Publié le par Tite zoreille

Mercredi 29 avril. Jour de canicule ordinaire sur l'île de La Réunion. Après un interminable été austral, la végétation n'en finit pas d'exploser, les bestioles prolifèrent. Cafards sous les placards, margouillats au plafond, petits scolopendres au pied des escaliers, babouk géante sur ma voiture, moustiques à profusion. Dans sa débauche de générosité à pattes et à poils, la nature s'épuise. Et les zoreilles, à l'agonie, attendent des jours plus cléments. Winter is coming.

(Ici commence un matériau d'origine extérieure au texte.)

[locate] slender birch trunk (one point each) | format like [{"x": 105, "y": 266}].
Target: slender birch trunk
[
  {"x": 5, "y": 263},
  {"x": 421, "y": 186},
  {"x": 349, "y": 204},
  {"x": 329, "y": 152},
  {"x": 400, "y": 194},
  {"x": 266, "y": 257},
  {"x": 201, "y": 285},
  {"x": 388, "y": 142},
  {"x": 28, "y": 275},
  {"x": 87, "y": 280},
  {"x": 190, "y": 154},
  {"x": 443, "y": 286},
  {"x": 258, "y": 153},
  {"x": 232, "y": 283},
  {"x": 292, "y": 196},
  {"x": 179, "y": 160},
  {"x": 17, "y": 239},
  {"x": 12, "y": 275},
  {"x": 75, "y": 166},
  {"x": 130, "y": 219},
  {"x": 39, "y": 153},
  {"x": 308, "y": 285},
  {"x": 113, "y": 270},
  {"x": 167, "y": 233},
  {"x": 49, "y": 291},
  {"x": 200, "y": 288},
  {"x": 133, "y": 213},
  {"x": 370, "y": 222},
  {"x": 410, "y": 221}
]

Ce matin, de drôles de bêtes ont envahi les espaces verts. Des cosmonautes, armés de pulvérisateurs, inspectent les bosquets, les recoins, les herbes hautes. Que se passe-t-il ? "On suspecte un cas de dengue dans votre quartier", me précise un employé de l'Agence de Santé de la Réunion. Polo siglé "Prophylaxie" et flyers à la main. Dans mon quartier ? Dans le bâtiment voisin, précisément. Le seul cas de dengue de Saint-Denis, et c'est chez moi que ça se passe ?!

C'est dengue !

En attendant les résultats sanguins du dit voisin (qui doit passer un sale moment, version grippe améliorée), l'ARS a décidé de traiter tout le quartier. Au menu : pulvérisation manuelle d'un insecticide de contact. Puis, dans la nuit de dimanche à lundi, et dans celle de mercredi à jeudi, projection automatique, via un véhicule spécial équipé de pulvérisateurs rotatifs qui crachent du produit à 30 mètre de haut... sur les façades de nos logements. Autant dire qu'il faut bien penser à rentrer le linge, les assiettes, et Minette.

Certains relativisent : "Oui, mais la dengue, il l'a peut-être attrapée ailleurs !". Certes. N'empêche : tous les moustiques qui piquent une personne atteinte sont désormais porteurs du virus, qui sera ensuite réinjecté dans d'autres épidermes au fur et à mesure des nouvelles piqures. Selon la fameuse maxime du partage : "passe à ton voisin". Mais pourquoi s'inquiéter ? C'est pas comme si je me faisais piquer à longueur de journée par tous les moustiques de l'île...

Selon les lois de la croissance exponentielle, il suffit d'un malade et d'une poignée de moustiques pour contaminer tout un quartier, une ville, une île (et bientôt le sud de la France, paraît-il, où les moustiques tigres semblent avoir trouvé asile). Les Dom ont déjà fait les frais plusieurs fois de la dengue ou du "chick". D'où les mesures préventives mises en place rapidement.

Quelqu'un a vu le film de Soderbergh appelé "Contagion"?